# LangChain: Q&A over Documents

An example might be a tool that would allow you to query a product catalog for items of interest.

In [1]:
#pip install --upgrade langchain

In [9]:
# Retrival over some document
from langchain.chains import RetrievalQA
# Document Loader - load proprietary data to load to LLM
from langchain.document_loaders import CSVLoader
# Vector Store # In memory store, no need extra vector db
from langchain.vectorstores import DocArrayInMemorySearch
from IPython.display import display, Markdown
from langchain_openai import ChatOpenAI

In [10]:
file = 'data/OutdoorClothingCatalog_1000.csv'
loader = CSVLoader(file_path=file)

In [11]:
from langchain.indexes import VectorstoreIndexCreator

In [12]:
#pip install docarray

In [13]:
from langchain_openai import OpenAIEmbeddings

index = VectorstoreIndexCreator(
    embedding=OpenAIEmbeddings(),
    vectorstore_cls=DocArrayInMemorySearch
).from_loaders([loader])

In [14]:
query ="Please list all your shirts with sun protection \
in a table in markdown and summarize each one."

In [18]:
llm = ChatOpenAI(temperature=0, model='gpt-4-turbo')
response = index.query(query, llm=llm)

In [21]:
display(Markdown(response))

Here's a table summarizing the shirts with sun protection:

| ID  | Name                                  | Fabric Composition                | Features                                                                                     |
|-----|---------------------------------------|-----------------------------------|----------------------------------------------------------------------------------------------|
| 618 | Men's Tropical Plaid Short-Sleeve Shirt | 100% Polyester                    | UPF 50+, wrinkle-resistant, front and back cape venting, two front bellows pockets           |
| 374 | Men's Plaid Tropic Shirt, Short-Sleeve | 52% Polyester, 48% Nylon          | UPF 50+, wrinkle-free, quickly evaporates perspiration, front and back cape venting, two front bellows pockets |
| 535 | Men's TropicVibe Shirt, Short-Sleeve   | 71% Nylon, 29% Polyester          | UPF 50+, wrinkle resistant, front and back cape venting, two front bellows pockets           |
| 255 | Sun Shield Shirt                       | 78% Nylon, 22% Lycra Xtra Life fiber | UPF 50+, moisture-wicking, quick-drying, abrasion resistant, fits over swimsuits             |

### Summary of Each Shirt:
1. **Men's Tropical Plaid Short-Sleeve Shirt (ID 618)**: This shirt offers the highest level of sun protection (UPF 50+), is made entirely of polyester, and features wrinkle resistance. It includes venting for cooling and practical pockets.
   
2. **Men's Plaid Tropic Shirt, Short-Sleeve (ID 374)**: Designed originally for fishing, this shirt combines polyester and nylon for durability and comfort. It also features UPF 50+ sun protection, is wrinkle-free, and has efficient moisture evaporation properties.

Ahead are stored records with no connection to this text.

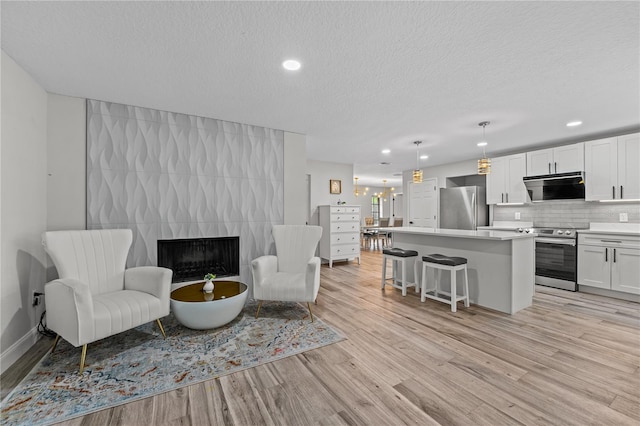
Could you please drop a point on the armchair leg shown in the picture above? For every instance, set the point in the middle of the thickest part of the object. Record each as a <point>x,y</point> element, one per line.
<point>310,313</point>
<point>55,343</point>
<point>161,328</point>
<point>83,357</point>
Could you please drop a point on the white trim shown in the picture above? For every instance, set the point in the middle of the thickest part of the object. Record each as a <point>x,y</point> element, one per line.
<point>19,348</point>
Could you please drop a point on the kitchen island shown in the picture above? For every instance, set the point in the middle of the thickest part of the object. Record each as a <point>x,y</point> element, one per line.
<point>501,264</point>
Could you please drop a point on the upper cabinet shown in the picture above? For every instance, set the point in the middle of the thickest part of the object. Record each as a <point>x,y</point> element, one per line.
<point>504,183</point>
<point>611,168</point>
<point>562,159</point>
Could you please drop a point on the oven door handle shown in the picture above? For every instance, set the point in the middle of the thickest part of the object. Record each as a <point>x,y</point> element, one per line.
<point>559,241</point>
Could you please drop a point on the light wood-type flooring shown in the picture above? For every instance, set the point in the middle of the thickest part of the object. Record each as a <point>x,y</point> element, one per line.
<point>570,359</point>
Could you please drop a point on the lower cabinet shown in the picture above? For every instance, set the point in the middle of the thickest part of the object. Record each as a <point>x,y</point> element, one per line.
<point>609,261</point>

3. **Men's TropicVibe Shirt, Short-Sleeve (ID 535)**: This shirt is a blend of nylon and polyester, providing UPF 50+ protection. It is wrinkle-resistant and includes venting and pockets for functionality.

4. **Sun Shield Shirt (ID 255)**: Made with a blend of nylon and Lycra, this shirt not only offers UPF 50+ protection but also excels in moisture-wicking and quick-drying capabilities. It's designed to fit comfortably over swimsuits and is abrasion-resistant for durable wear.

![chrome_9wYPig36sm.png](attachment:chrome_9wYPig36sm.png)

![chrome_UpbS4UG4Bm.png](attachment:chrome_UpbS4UG4Bm.png)

![chrome_3bzs9FuwJK.png](attachment:chrome_3bzs9FuwJK.png)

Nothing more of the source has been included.